アデラは、まるでロボットのようにぎこちない動作で、プレゼントを持ち上げ、更には一歩一歩とグレイディに近づいた。
「良かったら……お誕生日のお祝いです。あの、おめでとうございます」
グレイディの顔を見る勇気がなく、アデラは深く頭を下げた。そして次に顔を上げたとき、もうこれで役目は終わったとばかり、アデラの表情は輝かんばかりに明るかった。
「お休みなさい!」
「待て」
脱兎の如くこの場から逃げだそうとしたアデラだったが、鋭くグレイディが呼び止めた。首根っこ掴まれたようにアデラは背筋を伸ばす。
「…………」
グレイディは何も言わず、ただ黙って包み紙を開けた。アデラは戦慄した。
ひょっとして――目の前で開ける気だろうか。
目の前で開けて、すぐに感想を言うつもり?
まるで死刑宣告を待つが如く、アデラは血の気を失った。まだ心の準備ができていなかった。渡すだけでも疲れたのに、その後すぐに小言だなんて、嫌すぎる。

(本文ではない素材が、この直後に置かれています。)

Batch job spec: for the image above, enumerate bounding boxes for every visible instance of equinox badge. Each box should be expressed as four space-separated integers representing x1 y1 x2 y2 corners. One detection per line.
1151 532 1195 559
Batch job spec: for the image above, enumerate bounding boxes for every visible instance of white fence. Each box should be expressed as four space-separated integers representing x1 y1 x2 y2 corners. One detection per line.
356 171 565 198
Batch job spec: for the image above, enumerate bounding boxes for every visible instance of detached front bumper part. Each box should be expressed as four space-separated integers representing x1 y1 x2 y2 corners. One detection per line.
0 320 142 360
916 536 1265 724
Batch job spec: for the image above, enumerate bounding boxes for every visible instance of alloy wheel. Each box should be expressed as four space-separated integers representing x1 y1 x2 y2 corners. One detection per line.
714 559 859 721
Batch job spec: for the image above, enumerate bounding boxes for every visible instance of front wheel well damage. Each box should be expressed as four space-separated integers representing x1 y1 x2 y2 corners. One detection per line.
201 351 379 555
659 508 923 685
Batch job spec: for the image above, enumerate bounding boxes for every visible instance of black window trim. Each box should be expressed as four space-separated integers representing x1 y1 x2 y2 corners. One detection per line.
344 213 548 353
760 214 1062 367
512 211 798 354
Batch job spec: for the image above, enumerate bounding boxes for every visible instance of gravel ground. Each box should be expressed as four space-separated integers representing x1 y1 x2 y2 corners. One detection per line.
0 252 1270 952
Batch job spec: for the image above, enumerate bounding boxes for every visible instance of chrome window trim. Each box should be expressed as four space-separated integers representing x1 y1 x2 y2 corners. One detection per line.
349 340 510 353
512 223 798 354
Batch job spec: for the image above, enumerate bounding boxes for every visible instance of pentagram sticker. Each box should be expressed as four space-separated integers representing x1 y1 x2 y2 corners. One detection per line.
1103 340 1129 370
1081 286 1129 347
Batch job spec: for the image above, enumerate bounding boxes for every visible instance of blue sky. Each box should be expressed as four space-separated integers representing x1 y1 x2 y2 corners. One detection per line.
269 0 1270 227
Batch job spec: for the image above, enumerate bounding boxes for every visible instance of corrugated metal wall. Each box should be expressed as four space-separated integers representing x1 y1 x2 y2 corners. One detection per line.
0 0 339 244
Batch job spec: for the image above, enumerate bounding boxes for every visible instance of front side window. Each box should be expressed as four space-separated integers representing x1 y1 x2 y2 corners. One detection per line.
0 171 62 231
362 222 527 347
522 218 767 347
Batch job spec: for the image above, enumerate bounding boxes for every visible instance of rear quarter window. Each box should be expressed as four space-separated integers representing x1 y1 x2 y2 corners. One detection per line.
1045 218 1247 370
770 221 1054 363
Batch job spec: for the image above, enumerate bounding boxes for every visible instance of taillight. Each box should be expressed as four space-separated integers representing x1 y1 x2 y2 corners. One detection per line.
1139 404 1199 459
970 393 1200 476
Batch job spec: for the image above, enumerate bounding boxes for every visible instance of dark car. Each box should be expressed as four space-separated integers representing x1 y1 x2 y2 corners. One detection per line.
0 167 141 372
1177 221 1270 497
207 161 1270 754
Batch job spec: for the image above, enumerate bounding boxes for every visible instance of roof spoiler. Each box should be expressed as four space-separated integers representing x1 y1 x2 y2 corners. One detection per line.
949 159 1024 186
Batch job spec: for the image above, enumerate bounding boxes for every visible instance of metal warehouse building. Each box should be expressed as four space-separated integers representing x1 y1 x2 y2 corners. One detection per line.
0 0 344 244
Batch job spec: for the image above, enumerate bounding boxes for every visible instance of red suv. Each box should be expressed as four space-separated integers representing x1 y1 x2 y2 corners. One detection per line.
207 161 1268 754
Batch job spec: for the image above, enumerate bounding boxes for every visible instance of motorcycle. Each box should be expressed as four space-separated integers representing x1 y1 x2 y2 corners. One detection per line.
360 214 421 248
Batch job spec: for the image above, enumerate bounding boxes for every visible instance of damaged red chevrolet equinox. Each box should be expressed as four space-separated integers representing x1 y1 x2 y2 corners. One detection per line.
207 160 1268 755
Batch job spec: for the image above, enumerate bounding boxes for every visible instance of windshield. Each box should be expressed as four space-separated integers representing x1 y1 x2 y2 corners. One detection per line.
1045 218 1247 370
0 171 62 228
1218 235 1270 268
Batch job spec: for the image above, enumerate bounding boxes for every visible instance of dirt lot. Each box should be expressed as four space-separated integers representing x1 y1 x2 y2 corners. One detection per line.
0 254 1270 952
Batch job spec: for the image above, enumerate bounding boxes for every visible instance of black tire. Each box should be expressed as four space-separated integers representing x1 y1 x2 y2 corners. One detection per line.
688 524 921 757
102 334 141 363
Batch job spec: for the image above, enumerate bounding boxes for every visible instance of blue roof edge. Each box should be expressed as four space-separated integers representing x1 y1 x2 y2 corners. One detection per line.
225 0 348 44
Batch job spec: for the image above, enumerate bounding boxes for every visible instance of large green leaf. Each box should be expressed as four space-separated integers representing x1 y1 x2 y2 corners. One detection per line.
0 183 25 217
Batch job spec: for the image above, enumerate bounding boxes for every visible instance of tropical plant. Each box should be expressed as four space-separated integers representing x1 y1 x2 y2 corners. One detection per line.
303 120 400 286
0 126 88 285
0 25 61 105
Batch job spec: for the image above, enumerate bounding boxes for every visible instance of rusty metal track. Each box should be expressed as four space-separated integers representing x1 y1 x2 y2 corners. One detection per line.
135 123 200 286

彼が取り出したのは、白いハンカチだ。隅にバラの刺繍が施されている。アデラの裁縫暦など、取るに足りない短さなので、最近は、馬鹿の一つ覚えのようにひたすらバラの刺繍ばかりしていたのだ。男性にバラの刺繍なんて、とアデラも思わないではなかったが、その点は目を瞑った。アデラの中で、優先事項はシェリルだったし、そのシェリルに、自分が一番うまくできたハンカチをプレゼントしたかったのだ。となると、他の男性が好むような柄を練習する時間などない。結果的にグレイディにバラのハンカチを贈ることになってしまったのはそういう経緯からだった。いくつか完成したハンカチの中で、二番目にうまくできたものを渡したのだから、それで許して欲しいとアデラは思っていた。
グレイディは、ハンカチをマジマジと見つめていた。アデラの刺繍の細部を、まるで今この場で批評を下すかのようにじっくり見ている。いい加減居心地が悪かった。渡すだけでも勇気がいったのに、どうして直接出来具合を確かめられないといけないのか。
「綺麗なものだな」
だが、今か今かと待っていた言葉は、思いがけないもので。
「大切に使おう」
「…………」
アデラは、ポカンと開けた口をなかなか閉じることができなかった。
今言われた言葉は、ひょっとして聞き間違いだろうか? それとも、たちの悪い嫌味?
「ゆっくり休め」
アデラの脳が現状を理解する前に、グレイディは動き、部屋の中へ身を滑らせた。扉が閉めきられる寸前で、アデラは慌ててお休みの挨拶を口にした。
完全に扉が閉まると、辺りはシンと静まりかえる。
『大切に使おう』
グレイディの言葉が、未だアデラの中をぐるぐると回っていた。